The NOAA Space Environment Center runs a service for utilities in the
form of 1) an online predictor of planetary geomagnetic disruption and
2) an email warning service.

The online predictor is the SEC Costello Geomagentic Activity Index.
See the "1-day" output display.
http://www.sec.noaa.gov/rpc/costello/index.html

The posts that Sam Wormley graciously makes in this newsgroup are
republications of the NOAA SEC's email warning system. The particular
warning at the top of this thread indicates that the satellite orbiting
one million miles between the Sun and the Earth registered the passage
of the CME. This means a distrubance of the Earth's field is probably
imminent. The NOAA SEC also issues email warnings that can be set for a
particular kp index level. Sam does the public service of reposting
those high kp index warnings - generally when the kp index is 6 or
higher.

A private commercialized add-on version to the SEC text email warning
system is www.spaceweather.com. For about $5 a month, they have an
automatic telephone dailing machine that will call you and leave a
message on your answering machine when the kp index is sufficiently
high that auroral displays are likely at your latitude.

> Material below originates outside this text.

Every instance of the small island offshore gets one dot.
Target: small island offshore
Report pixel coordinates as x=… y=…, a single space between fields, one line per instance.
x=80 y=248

Although there are some annual patterns to auroral displays, they are
generally random events and tend to occur between 12:00AM and 4:00AM.
So, someone giving you an email notice warning of when you can walk
outside with a camera or binoculars and watch for auroral display is
very helpful to the hobbyist. A fee-based telephone service that calls
and gives you a wake up call in the middle of the night is even better.


Hope that's enough info to answer to your question.

Further reading about the Sun at the above sites and:
http://solarscience.msfc.nasa.gov/SolarWind.shtml
http://meted.ucar.edu/hao/aurora/txt/x_menu.php
http://meted.ucar.edu/hao/aurora/txt/x_m_0.php

Corrections to the above by expert lurkers is welcomed and appreciated.